The Swaziland Government is to throw good money after bad in order to complete King Msawti III’s vanity project - Sikhuphe international airport.
In the national budget announced yesterday (16 February 2102), E2.3 billion (US$296 million) was set aside to complete on-going capital projects, including the airport which is being built in the Swazi wilderness on the express instructions of King Mswati, sub-Saharan Africa’s last absolute monarch.
The money for capital projects is twice the E1.1 billion set aside this coming year for the whole health budget in Swaziland.
The completion of Sikhuphe airport and roads leading to it were announced as priorities for the government in the coming financial year, by Majozi Sithole, the Swazi Finance Minister.
The building of Sikhuphe has been controversial because there is no obvious need for it. Swaziland already has an underused airport at Matsapha and no needs-analysis was ever completed to demonstrate why another airport should be built.

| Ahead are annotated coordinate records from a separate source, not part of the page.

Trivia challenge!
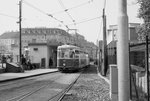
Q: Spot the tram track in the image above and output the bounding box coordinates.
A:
[6,75,62,101]
[3,74,80,101]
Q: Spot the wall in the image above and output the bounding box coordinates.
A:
[29,45,48,68]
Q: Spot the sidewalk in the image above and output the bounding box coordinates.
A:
[0,69,58,82]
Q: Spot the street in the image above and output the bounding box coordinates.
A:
[0,72,80,101]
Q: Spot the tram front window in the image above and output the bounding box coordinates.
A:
[59,50,69,58]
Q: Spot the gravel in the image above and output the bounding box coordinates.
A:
[62,65,110,101]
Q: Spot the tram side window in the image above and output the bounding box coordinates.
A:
[75,50,80,58]
[70,51,75,58]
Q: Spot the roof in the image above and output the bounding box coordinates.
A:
[58,45,80,49]
[0,32,19,39]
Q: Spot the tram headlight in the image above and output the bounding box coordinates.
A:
[63,63,66,66]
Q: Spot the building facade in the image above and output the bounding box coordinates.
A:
[107,23,140,44]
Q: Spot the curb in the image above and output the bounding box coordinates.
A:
[96,66,110,85]
[0,71,58,83]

Most of the impetus for the building of the airport has come from King Mswati, who is keen to show that the kingdom he rules is on its way to becoming a ‘first world’ nation.
Estimates for the total cost of Sikhuphe – including the airport itself, roads that need to be built to reach it, and other expenditure associated with it, have reached US$1 billion.
Swaziland is broke and the International Monetary Fund has in the past criticised the building of Sikhuphe as a waste of valuable resources that could be better used on development in the kingdom.
Seven in ten people in Swaziland live in abject poverty, earning less than US$2 per day and the kingdom has the highest AIDS rate in the world. In yesterday’s budget Sithole also announced he would be asking permission to seek a E264 million (US$37.8 million) loan for a food security project to grow more maize. In a typical year as many as one third of the Swazi population receive international food aid.
The airport was supposed to have been completed and opened in 2009, but it is far from ready. So far, no airline has confirmed it will use the airport when it eventually opens.